Overall, my friends at the Cato Institute might say that the United States is spending too much on its armed forces, and that case can be made. For while there’s a chorus around Washington resounding about how the proposed increases are yet too little, that echo chamber largely lacks a serious explanation of how America’s better than three-to-one financial advantage isn’t enough. Fairly, there’s an argument to be made that when allies free-ride, subsidizing their laxity remains in the national interest. And most fundamentally, bald-faced threats are emanating from the far side of the Pacific, and the annual increases in Chinese military spending have been large and recurring. Irrespective of the Trump Administration’s commitment to building a 355-ship navy, the United States really may be in no position to reduce its spending on warships and long-range aviation.

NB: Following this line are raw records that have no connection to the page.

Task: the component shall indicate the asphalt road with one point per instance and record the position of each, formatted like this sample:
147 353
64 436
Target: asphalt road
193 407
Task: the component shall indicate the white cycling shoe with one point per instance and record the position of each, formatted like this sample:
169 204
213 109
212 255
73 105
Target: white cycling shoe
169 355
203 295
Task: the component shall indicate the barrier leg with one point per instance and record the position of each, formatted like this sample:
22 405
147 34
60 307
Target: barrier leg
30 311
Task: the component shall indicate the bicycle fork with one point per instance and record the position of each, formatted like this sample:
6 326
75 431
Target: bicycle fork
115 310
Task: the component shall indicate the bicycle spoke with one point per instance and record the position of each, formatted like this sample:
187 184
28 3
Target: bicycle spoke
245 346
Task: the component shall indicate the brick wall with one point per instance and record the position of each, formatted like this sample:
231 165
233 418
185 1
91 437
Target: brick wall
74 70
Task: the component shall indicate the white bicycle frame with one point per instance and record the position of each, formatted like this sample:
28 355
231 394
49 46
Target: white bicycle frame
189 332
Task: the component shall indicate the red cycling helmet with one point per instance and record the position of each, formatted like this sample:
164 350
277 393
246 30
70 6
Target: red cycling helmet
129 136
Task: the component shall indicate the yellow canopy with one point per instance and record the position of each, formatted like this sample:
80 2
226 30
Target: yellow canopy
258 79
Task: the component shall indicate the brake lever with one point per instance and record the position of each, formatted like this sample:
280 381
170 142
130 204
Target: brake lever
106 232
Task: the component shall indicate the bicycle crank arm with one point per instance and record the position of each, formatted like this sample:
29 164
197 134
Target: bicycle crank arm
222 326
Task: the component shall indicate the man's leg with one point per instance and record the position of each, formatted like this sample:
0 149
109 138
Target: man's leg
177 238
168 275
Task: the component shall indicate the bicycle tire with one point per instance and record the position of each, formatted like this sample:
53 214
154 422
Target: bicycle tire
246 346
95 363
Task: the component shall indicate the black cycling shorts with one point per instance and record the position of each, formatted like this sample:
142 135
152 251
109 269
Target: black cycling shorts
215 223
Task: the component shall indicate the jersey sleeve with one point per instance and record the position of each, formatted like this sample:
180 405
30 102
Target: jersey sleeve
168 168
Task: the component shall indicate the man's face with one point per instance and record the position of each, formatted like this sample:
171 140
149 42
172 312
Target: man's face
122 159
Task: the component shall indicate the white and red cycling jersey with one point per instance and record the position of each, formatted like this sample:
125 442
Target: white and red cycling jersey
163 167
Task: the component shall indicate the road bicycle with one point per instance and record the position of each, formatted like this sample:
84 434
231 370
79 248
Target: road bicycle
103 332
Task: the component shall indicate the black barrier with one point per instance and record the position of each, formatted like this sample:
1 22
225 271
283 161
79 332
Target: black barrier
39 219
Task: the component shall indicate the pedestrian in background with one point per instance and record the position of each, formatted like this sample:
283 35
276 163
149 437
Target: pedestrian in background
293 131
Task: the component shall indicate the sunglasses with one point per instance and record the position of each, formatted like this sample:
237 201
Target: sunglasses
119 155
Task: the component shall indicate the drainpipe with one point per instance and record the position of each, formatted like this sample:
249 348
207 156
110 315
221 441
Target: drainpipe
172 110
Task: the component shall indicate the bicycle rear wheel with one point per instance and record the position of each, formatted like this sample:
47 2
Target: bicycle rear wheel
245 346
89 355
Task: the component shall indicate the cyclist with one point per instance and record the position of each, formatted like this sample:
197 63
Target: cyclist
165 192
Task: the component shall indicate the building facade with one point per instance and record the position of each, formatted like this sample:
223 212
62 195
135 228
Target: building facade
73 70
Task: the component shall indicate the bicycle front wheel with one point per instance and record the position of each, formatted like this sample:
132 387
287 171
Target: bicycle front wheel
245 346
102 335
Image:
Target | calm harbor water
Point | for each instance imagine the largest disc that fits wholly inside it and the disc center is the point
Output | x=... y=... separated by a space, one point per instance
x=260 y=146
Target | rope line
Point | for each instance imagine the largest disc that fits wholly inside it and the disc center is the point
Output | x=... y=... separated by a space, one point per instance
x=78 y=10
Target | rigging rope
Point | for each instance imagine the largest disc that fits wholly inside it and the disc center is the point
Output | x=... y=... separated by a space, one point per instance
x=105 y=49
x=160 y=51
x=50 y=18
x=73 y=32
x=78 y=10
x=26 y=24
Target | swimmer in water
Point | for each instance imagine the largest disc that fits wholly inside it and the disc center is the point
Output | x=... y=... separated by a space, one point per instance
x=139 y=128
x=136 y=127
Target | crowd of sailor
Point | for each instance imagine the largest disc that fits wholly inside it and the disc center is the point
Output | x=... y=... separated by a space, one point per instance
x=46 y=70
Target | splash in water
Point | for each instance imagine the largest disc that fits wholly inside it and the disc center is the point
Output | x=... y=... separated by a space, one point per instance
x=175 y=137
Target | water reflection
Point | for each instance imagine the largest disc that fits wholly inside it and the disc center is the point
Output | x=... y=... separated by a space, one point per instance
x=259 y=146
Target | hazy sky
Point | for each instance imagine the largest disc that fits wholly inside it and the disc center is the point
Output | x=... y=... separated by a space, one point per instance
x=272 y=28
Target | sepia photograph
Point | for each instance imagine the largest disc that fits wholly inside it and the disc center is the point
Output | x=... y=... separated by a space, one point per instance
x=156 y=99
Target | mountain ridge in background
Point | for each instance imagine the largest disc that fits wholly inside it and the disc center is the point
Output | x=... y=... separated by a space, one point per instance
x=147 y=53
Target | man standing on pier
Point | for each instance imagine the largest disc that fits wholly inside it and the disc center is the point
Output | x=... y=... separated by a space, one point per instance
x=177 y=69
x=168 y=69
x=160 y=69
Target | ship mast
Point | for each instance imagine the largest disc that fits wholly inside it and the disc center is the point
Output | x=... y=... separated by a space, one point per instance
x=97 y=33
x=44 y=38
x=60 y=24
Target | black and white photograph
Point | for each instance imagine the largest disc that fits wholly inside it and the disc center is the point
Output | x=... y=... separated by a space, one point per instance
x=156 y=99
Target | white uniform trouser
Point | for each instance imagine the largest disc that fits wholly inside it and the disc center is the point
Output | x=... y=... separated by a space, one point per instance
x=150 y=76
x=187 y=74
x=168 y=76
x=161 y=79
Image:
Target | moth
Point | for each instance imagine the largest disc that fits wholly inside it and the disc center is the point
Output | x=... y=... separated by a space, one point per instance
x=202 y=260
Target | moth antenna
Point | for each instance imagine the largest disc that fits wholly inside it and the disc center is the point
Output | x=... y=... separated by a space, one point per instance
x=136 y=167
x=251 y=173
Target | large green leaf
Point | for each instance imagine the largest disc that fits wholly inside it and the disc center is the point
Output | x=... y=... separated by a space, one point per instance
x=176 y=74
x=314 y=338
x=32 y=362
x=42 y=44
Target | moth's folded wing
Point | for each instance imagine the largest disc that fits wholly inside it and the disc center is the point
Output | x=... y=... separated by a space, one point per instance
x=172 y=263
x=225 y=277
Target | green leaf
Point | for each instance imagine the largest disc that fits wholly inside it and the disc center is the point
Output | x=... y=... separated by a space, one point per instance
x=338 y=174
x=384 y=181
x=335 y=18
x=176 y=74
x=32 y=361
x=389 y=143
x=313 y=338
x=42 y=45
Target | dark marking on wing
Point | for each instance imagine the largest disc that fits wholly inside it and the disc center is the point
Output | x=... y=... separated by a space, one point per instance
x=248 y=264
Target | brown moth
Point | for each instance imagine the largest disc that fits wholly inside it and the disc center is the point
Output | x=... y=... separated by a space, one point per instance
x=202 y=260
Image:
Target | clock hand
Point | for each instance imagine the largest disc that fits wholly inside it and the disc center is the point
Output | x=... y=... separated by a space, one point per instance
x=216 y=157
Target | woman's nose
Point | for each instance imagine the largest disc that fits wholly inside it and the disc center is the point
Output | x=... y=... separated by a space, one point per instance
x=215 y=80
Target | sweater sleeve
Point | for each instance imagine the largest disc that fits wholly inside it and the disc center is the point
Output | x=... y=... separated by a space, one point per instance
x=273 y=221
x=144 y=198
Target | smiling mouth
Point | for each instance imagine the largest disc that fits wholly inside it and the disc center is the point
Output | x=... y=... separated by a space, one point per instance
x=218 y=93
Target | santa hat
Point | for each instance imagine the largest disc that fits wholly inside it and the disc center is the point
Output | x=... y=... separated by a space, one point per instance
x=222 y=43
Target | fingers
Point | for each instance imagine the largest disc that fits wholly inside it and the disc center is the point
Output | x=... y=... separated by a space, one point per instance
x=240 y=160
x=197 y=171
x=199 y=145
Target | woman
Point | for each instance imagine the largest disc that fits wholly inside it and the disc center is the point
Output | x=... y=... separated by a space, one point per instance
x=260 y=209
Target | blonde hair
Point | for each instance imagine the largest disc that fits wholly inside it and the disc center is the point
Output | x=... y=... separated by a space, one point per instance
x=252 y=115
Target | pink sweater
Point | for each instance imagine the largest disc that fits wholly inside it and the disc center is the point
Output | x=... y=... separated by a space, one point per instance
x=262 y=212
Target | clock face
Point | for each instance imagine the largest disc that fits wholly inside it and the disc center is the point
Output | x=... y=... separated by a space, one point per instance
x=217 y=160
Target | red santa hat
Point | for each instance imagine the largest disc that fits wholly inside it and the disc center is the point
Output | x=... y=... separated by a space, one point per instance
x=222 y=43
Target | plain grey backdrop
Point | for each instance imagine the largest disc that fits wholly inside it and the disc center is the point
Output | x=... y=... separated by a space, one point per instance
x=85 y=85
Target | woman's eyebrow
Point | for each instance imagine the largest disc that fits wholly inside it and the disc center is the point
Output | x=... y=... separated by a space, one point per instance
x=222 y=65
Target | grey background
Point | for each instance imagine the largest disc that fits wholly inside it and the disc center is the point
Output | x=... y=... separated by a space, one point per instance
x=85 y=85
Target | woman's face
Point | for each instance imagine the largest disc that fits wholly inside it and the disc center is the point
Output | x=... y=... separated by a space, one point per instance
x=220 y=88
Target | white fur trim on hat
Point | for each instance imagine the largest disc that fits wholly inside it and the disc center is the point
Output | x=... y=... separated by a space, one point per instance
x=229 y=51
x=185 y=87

Perhaps, as I suggested above, the Pentagon could find ways to so thoroughly reengineer its force structures and deployment practices that it could deter or defeat all comers from sea to space on half the spending. That would still leave little room for huffiness from allies about the Trump Administration’s perceived lack of commitment to European defense. European and Canadian commitment to American defense will be long remembered in the dispatch of AWACS aircraft in 2001, and the subsequent long sacrifices of troops in Afghanistan. At the moment, though, the threat of invasion from beyond the Americas is essentially zero, and any actual landward threats to the United States can probably be rounded up by the Texas Rangers. In a two-percent world, American plans against landward threats to Poland might be limited to aircraft, cruise missiles, and marines. For if the US government proportionately spent what European governments spent, there would be no cavalry riding to the rescue.
James Hasik is a senior fellow at the Scowcroft Center for Strategy and Security.